Yunus EKŞİ
Punto:
Dinle
Almanya 1871 yılların sonlarında siyasi birliğini Avrupa'da sağladıktan sonra ilk yaptığı şey parasal olarak güçlü bir para sistemine geçmesiydi. Bastığı paranın karşılığı tam olarak altın olmasıydı. Türkiye Cumhuriyeti Kurtuluş Savaşını gerçekleştirmiş ama iktisadi bağımsızlık olan parasal savaşını maalesef kazanamamıştır.
Siyasal stratejinizi parasal stratejisi belirler. Eğer geliştirmiş olduğunuz milli bir parasal stratejiniz yoksa, siyasal kararlarınızı parasal stratejiyi kontrol edenler belirleyecektir. Sizin esip gürlemeniz onlar için hiç bir şey ifade etmemektedir.
Mevcut finans sistemi içinde 1 trilyon 900 milyarlık mevduatın % 53 kısmı 115 bin kişinin ise, bununda % 90 kısmı 5 bin kişiye ait ise, milletin ve devletin iktisadi bekası için durup düşünmeniz gerekir.

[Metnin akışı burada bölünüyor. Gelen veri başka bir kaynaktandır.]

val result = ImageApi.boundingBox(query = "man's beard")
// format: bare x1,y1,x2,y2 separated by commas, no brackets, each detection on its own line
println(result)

Cumhurbaşkanının sık sık faiz aleyhinde yaptığı açıklamaları, muhalefetin de bu açıklamaların icraatla ifade edilmesi ile anlam kazanacağı, aksi taktirde sözde kalacağı yönündeki haklı eleştirileri; iş adamlarının ve sanayicilerin faizlerin kendilerini bitirdiği yönündeki açıklamaları, henüz az da olsa din adamları tarafından faize karşı sistemsel itirazları, sol kesimin bu konuda faizin kaldırılmasına yönelik talepleri, Faize karşı bir Kuvayı Milliye ruhunu oluşturmuştur.
Bu ruhun bütün milletimize sirayet etmesini temenni ediyoruz. Bu farkındalık bizi zorunlu olarak yeni bir model arayışına itecektir. Mevcut uygulamada olan para kredi sisteminin millileştirilmesi, üretime endeksli olarak mizanda ve ölçüde bir denkliğin korunması şarttır.
Güçlü bir ekonominin tabanda zemin bulması için, para üretimini faizden kopartılması, milli refah düzeyimizin artmasını sağlayacaktır. Para üretim modelinin nasıl yeniden yapılanacağı konusunda küresel finans sisteminin kripto paralarla başlattığı süreç, bu sürecin alt yapısını oluşturan blockchain teknolojisi kendi içinde büyük bir tehlike taşımaktadır.
Mevcut faizci finans yapısının işleticileri, milletin ve siyasilerin kendilerini fark ettiğini fark etmiş, hızlı bir şekilde yeni yapılanmasını dijital, elektronik, sanal finans sistemi üzerinden üzerinden sürdürmektedir.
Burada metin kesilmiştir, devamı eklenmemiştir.